Ruhn’s laughter filled her mind, full of amusement and relief. But his face remained serious as he said to the group, now staring at them, “I didn’t pay attention in class when we covered Fae law. Sorry.”
“Well, I did,” Marc said. “And I’ve already put some of my firm’s associates on researching it. Any legal case or precedent that’s been uploaded into a database, short of whatever’s hidden in the Asteri Archives, we’ll be able to comb through.”
Declan added, “I’ll go hunting, too.” But even Dec, with his hacking skills, couldn’t pierce the security around the private, ancient files of the Asteri.
“Thank you,” Bryce said, but she didn’t allow that shred of hope to balloon in her chest. “Update me when you have anything.”
Ruhn started talking, but Bryce tuned him out, handing off the bottle of whiskey to Juniper before slipping out onto the sagging front porch, dodging discarded cups and cans. Hunt was a storm wind at her back as she strode onto the small slice of grassy front lawn and breathed in the bustle of the Old Square before her.
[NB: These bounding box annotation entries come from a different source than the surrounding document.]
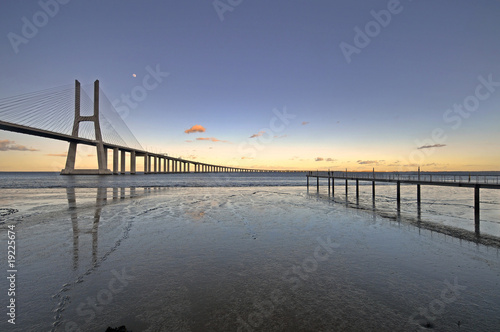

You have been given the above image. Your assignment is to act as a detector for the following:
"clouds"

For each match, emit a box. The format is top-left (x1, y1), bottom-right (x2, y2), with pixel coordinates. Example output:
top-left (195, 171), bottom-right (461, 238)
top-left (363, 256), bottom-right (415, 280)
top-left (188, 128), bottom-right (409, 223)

“Why are you being so calm about this?” Hunt asked, his arms crossed. The dry, warm night breeze ruffled his hair, his gray wings.
“Because this is some move in a game the Autumn King is playing,” Bryce said. “He’s anticipating that I’m going to run to his house and fight him. I’m trying to figure out why that would help him. What his endgame is.”
And what her own might be.
“Connecting the two most powerful Fae royal bloodlines is a pretty clear endgame,” Hunt growled. “And you’re Starborn on top of it—you told me you’ve got the gifts of one of the first of the Starborn. And you’ve got the Horn. That makes you a massive bargaining chip for more power.”
“That’s too simple for the Autumn King. His games play out over years—centuries. This engagement is the first step. Or maybe we’re already several steps along.” She just needed to find some way to get a few steps ahead of that without revealing her hand. The engagement would have to stand. For now.